Details of the Cloudflare outage on July 2, 2019

[hn_throwaway_99]

One thing that was interesting to me:

The outage was caused by a regex that ended up doing a lot of backtracking, which caused PCRE, the regex engine, to essentially handle a runaway expression.

This reminded me of a HN post from a couple months back by the author of Google Code Search, and how it worked: https://swtch.com/~rsc/regexp/regexp4.html . Interestingly, he wrote his own regex engine, RE2, specifically because PCRE and others did not use real automata and he needed a way to do arbitrary regex search safely.

[emmelaich]

I think it's not uncommon. I've seen it in two places recently.

1. A test job in CI/CD pipeline suddenly taking a very long time and lots of cpu

2. A data cleansing / checking job in a Java webapp occasionally turning the machine to molasses.

In both occurrences the regex had been around for a while; what happened is that the data was different. e.g.
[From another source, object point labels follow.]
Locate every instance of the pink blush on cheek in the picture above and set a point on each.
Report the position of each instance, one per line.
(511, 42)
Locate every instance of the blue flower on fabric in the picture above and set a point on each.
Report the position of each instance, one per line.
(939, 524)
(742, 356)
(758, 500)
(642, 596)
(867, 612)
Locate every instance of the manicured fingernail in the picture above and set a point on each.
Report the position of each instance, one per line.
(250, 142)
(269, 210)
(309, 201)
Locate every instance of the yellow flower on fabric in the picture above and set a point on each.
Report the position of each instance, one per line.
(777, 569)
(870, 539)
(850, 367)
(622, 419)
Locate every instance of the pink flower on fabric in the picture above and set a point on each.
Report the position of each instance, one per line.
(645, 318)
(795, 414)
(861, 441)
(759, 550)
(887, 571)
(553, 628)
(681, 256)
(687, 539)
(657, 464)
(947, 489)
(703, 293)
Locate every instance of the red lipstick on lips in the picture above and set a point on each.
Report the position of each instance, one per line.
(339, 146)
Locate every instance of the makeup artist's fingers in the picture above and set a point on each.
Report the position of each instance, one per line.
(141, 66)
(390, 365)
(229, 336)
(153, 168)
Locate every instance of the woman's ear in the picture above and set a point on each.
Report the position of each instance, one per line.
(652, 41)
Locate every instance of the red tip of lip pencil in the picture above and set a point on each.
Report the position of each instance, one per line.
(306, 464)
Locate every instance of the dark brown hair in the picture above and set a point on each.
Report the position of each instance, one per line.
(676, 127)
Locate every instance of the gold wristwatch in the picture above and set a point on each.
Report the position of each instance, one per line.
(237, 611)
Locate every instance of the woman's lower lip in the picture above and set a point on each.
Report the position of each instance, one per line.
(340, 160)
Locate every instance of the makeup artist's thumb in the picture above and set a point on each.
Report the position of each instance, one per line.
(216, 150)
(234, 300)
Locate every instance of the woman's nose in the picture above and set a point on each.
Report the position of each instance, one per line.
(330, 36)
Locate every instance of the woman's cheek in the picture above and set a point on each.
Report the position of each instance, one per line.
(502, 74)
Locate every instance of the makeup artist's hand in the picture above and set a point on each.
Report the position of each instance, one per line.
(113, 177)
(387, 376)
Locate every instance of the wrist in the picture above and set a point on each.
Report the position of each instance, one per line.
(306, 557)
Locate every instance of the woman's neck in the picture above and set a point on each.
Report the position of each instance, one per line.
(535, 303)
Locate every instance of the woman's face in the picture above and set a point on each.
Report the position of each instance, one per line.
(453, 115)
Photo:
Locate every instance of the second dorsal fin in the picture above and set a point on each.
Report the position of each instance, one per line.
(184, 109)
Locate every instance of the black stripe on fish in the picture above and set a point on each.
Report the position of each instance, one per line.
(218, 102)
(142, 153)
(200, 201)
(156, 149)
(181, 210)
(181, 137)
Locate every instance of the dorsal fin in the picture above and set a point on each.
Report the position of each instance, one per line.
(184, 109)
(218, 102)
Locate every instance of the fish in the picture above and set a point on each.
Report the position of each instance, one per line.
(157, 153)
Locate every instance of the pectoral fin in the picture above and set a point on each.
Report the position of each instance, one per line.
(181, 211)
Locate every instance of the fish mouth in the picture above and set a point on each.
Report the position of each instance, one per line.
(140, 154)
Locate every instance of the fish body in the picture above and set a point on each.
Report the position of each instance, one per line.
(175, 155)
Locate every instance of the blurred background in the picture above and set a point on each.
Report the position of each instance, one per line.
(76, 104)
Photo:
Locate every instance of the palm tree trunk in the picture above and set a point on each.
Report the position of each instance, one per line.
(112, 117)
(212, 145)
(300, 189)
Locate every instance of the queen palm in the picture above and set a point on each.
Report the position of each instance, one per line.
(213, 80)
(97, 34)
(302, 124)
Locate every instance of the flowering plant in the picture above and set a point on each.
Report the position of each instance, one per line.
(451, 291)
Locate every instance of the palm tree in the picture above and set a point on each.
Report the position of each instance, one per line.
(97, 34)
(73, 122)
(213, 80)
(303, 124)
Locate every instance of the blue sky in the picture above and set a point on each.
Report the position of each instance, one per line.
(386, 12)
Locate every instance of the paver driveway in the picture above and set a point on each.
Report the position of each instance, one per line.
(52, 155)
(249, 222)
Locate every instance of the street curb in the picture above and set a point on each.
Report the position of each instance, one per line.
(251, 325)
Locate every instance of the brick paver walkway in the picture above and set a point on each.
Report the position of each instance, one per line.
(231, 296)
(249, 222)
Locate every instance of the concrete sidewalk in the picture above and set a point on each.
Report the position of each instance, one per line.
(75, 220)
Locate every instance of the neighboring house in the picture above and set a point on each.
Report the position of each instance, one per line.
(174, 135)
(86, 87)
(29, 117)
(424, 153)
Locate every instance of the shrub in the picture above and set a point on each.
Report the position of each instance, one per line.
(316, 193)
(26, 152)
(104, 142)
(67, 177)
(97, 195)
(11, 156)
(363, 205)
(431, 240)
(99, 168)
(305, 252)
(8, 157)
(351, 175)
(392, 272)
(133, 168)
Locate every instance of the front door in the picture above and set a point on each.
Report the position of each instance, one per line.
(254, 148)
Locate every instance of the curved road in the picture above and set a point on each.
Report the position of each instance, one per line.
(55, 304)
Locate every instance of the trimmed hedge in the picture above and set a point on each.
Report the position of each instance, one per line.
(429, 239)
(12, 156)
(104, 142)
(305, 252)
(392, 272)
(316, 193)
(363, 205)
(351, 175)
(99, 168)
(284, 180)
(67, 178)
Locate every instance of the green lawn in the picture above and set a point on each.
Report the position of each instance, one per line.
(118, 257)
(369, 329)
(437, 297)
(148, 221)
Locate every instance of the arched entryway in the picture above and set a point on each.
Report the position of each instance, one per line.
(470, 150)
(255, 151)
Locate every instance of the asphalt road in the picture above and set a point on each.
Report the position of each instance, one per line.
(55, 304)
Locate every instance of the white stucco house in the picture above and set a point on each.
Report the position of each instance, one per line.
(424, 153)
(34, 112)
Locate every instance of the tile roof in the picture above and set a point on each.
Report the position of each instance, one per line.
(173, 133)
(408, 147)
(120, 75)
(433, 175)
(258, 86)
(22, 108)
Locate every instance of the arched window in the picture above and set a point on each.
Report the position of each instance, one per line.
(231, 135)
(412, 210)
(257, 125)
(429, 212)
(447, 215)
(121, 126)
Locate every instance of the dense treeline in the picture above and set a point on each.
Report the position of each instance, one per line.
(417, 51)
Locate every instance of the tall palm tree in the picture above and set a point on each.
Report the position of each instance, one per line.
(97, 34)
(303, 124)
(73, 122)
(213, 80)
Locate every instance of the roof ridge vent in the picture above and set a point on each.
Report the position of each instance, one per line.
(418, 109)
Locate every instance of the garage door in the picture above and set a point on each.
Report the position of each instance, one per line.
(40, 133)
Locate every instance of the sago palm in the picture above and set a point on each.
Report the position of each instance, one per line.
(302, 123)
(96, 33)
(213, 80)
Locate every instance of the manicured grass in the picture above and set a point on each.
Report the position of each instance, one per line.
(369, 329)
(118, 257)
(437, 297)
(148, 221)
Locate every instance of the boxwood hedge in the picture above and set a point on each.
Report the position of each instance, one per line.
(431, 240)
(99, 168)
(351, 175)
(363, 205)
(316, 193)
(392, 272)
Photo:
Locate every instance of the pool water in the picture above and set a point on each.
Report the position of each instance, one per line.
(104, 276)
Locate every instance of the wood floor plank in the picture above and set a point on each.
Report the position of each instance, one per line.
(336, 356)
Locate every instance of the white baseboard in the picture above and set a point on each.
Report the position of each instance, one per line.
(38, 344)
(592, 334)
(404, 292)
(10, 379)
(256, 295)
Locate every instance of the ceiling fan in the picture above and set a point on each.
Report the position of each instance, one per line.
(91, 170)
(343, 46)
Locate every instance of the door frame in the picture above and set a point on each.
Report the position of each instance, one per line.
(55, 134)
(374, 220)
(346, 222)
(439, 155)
Lots of trailing whitespace.

[Abishek_Muthian]

Just to note Go Lang uses RE2 in its regexp[1].

[1]:https://github.com/google/re2/wiki/Syntax

[asdfasgasdgasdg]

Yes, this is one of the regexp engines the post discusses switching to as a mitigation.

[bsder]

The problem is that a deterministic regex engine (deterministic finite automata or DFA) is strictly less powerful than a non-deterministic one (NFA). DFA's can't backtrack, for example. In addition, DFA's can be quite a bit slower for certain inputs and matches.

[auscompgeek]

Actually, it is proven that NFAs and DFAs are equally expressive. See https://en.wikipedia.org/wiki/Powerset_construction

[bsder]

"You are technically correct. The best kind of correct."

In theory, your statement is perfectly correct. However, quoting that reference:

"However, if the NFA has n states, the resulting DFA may have up to 2^n states, an exponentially larger number, which sometimes makes the construction impractical for large NFAs."

This means that in practice, DFAs are larger, slower, and sometimes can't be run at all if complex enough.

However, this was my mistake. I remembered (vaguely) the 2^n issue and didn't follow up to make sure I was accurate.

And I completely spaced on the fact that neither NFA's nor DFA's handle backreferences without extension.

[Thorrez]

I don't know what you mean by "DFA's can't backtrack". Maybe you mean DFAs don't support backreferences, which is true, but NFAs don't support backreferences either.

I believe if r is the size of the regex and d is the size of the data, an NFA is O(r) to compile and O(rd) to execute, while a DFA is O(2^r) to compile and O(d) to execute. So DFAs are slower to compile, but faster to execute.

[nabla9]

The problem is not DFA vs NFA.

“regular expression” has different meaning in programming context and formal language context. Regular expressions in regex libraries do more than match regular languages.

PCRE can recognize also all context free languages and some subset of context-sensitive languages. Just having backreferences makes the problem NP-hard.

[gautamdivgi]

I thought NFAs and DFAs are equivalent, i.e. an NFA can be reduced to a DFA (at least what I remember of undergraduate theory of computation).

[Firerouge]

Perhaps a parser exists that can determine if an input regex is runaway backtrack prone, and can automatically switch to a deterministic algorithm?

[ehaliewicz2]

Just check if it uses backreferences, otherwise it can be implemented via NFA/DFA.

[ashton314]

You might be thinking of push down automata, where N-PDAs are strictly more powerful than D-PDAs.